Sin embargo, el re­trato físico y moral que figura en las fuen­tes antiguas puede muy bien resultar ver­dadero, por cuanto corresponde a algunas manifestaciones suyas y, hasta cierto punto, a su doctrina. Vestía de púrpura, llevaba una guirnalda de oro, calzado de bronce, corona apolínea en la cabeza y vendas délficas en las manos, como un dios; lucía una larga cabellera, iba rodeado de muchos sier­vos y mantenía siempre un continente no­ble e impasible, de suerte que quienes le veían podían considerarle investido de dig­nidad real.

Sabemos todo esto no sólo a través de tradiciones reunidas por los eru­ditos, sino también gracias a las propias declaraciones de Empédocles, como la que figura al principio de uno de sus dos poemas, Puri­ficaciones (v.): «Oh amigos que moráis en la gran ciudad junto a las orillas del rubio Acragante…, vivo entre vosotros como un dios inmortal, ya no mortal, honrado por todos, según es justo, ceñido de vendas y coronas de flores; cuando llego a las flore­cientes ciudades, con mi cortejo de hombres y mujeres, soy objeto de veneración; miles de personas me siguen, deseosas de cono­cer el camino que las conducirá a su bien, de saber su destino y de oír, en sus dolen­cias, la palabra que las sana».

Lo mismo cabe afirmar de los términos con que se expresa en otro pasaje, dirigido a su dis­cípulo Pausanias: «Conocerás los remedios que ayudan contra los males y la vejez…, aplacarás la furia de los vientos infati­gables…, atraerás el buen tiempo y, en ve­rano, la lluvia…; evocarás del Hades el es­píritu de un hombre muerto».

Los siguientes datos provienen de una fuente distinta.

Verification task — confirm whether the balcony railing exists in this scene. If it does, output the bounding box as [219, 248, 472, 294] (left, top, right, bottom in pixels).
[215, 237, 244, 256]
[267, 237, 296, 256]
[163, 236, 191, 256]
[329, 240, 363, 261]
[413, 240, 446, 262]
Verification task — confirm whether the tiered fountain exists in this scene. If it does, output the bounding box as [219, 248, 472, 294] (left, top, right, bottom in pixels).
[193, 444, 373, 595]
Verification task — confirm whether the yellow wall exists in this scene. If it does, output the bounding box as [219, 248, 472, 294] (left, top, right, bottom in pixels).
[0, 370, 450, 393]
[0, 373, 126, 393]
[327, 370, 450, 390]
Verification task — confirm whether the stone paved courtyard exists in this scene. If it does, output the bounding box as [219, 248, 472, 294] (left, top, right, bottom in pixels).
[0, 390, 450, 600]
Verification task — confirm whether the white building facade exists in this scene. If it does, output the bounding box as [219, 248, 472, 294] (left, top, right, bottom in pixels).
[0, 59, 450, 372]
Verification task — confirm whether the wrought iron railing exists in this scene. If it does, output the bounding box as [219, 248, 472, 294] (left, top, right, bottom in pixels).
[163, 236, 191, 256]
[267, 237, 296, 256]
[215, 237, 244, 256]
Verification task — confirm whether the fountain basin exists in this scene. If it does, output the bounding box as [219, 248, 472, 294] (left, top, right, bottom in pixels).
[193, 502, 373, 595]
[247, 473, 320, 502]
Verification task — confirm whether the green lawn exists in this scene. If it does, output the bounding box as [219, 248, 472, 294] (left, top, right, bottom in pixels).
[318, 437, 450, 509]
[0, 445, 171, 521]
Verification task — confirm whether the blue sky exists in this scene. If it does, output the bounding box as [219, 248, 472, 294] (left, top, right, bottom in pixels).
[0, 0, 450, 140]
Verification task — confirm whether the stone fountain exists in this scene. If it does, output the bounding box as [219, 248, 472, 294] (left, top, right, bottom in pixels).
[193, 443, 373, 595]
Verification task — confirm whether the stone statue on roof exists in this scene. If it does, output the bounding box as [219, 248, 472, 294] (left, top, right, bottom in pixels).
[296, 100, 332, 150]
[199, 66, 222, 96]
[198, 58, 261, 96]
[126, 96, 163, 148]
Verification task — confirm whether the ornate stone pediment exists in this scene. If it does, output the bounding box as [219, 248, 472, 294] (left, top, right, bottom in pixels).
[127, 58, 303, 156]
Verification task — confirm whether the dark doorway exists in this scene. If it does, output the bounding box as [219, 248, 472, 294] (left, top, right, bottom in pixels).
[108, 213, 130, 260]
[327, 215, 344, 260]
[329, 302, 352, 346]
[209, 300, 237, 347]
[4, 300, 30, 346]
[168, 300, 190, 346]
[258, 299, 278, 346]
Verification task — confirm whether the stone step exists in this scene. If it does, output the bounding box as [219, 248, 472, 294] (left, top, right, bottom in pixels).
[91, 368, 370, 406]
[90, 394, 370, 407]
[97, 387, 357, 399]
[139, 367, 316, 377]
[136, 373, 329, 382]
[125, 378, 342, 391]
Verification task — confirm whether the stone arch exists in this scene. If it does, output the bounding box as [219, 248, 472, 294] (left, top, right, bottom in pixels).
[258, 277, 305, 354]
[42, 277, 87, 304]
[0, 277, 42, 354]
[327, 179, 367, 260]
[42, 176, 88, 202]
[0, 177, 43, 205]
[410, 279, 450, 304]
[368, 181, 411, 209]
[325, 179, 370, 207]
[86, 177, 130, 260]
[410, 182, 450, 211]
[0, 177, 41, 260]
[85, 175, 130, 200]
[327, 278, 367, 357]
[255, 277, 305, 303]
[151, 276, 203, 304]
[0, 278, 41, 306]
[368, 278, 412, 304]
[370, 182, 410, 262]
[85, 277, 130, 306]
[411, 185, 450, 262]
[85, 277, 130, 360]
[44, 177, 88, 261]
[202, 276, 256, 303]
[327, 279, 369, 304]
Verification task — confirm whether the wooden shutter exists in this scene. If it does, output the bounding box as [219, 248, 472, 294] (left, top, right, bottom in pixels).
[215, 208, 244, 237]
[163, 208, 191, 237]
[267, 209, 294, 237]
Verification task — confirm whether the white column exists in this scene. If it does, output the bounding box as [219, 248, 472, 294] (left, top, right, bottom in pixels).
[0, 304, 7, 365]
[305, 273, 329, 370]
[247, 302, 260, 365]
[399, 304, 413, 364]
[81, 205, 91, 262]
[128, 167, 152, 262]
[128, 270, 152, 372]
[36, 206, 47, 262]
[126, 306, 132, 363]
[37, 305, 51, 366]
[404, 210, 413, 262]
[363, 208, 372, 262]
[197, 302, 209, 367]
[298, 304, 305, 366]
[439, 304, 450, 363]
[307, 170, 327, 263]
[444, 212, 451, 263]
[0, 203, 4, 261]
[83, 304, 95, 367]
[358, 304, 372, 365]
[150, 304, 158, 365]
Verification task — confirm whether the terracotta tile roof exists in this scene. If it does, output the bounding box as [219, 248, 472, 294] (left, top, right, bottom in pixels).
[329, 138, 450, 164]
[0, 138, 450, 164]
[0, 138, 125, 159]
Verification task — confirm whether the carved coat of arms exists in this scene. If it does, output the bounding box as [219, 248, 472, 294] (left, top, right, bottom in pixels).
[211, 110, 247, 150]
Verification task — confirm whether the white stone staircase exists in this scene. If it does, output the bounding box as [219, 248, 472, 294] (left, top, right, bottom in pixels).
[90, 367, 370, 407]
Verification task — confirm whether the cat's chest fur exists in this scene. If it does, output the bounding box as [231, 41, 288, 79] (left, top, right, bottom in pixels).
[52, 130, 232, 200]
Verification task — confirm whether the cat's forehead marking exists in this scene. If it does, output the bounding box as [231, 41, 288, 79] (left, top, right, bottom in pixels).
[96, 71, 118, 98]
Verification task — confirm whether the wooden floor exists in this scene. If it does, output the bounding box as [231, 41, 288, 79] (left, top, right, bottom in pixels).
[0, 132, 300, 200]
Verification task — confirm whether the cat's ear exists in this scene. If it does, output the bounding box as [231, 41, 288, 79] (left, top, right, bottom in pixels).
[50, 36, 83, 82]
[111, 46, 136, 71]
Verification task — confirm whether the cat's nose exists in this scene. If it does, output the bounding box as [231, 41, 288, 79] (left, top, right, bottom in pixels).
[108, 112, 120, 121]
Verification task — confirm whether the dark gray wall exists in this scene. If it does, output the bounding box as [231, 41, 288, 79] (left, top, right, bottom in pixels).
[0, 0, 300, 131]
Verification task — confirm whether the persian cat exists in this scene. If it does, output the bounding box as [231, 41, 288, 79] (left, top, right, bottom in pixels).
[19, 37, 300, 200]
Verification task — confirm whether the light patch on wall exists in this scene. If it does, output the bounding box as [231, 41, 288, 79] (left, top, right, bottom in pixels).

También la doctrina de Empédocles, formulada asimismo en el otro poema suyo, De la naturaleza (v.), ofrece algo inspirado y épico, incluso en su aspecto científico, en la moderna acepción de la expresión; así, por ejemplo, en la idea de su cosmogonía, dominada por las dos fuerzas perennemente alternantes de la Amistad y el Odio, a las cuales se debe­rían, respectivamente, la mescolanza — con­cluida en la Esfera— y la disgregación de los elementos originarios o raíces; en la con­cepción de su fantástica y singular zoogonía, que imagina, en determinada etapa de la vida sobre la tierra, «un gran número de cabezas sin cuello, y de brazos aislados, carentes de hombros, y de ojos errantes, no destinados a ser el adorno de frente alguna…»; o en la doctrina de las almas, forzadas por tres miríadas de años a vagar por doquier, lejos de los bienaventurados, de donde procedían, y a revestir sucesiva­mente todas las formas mortales para lle­gar a la purificación.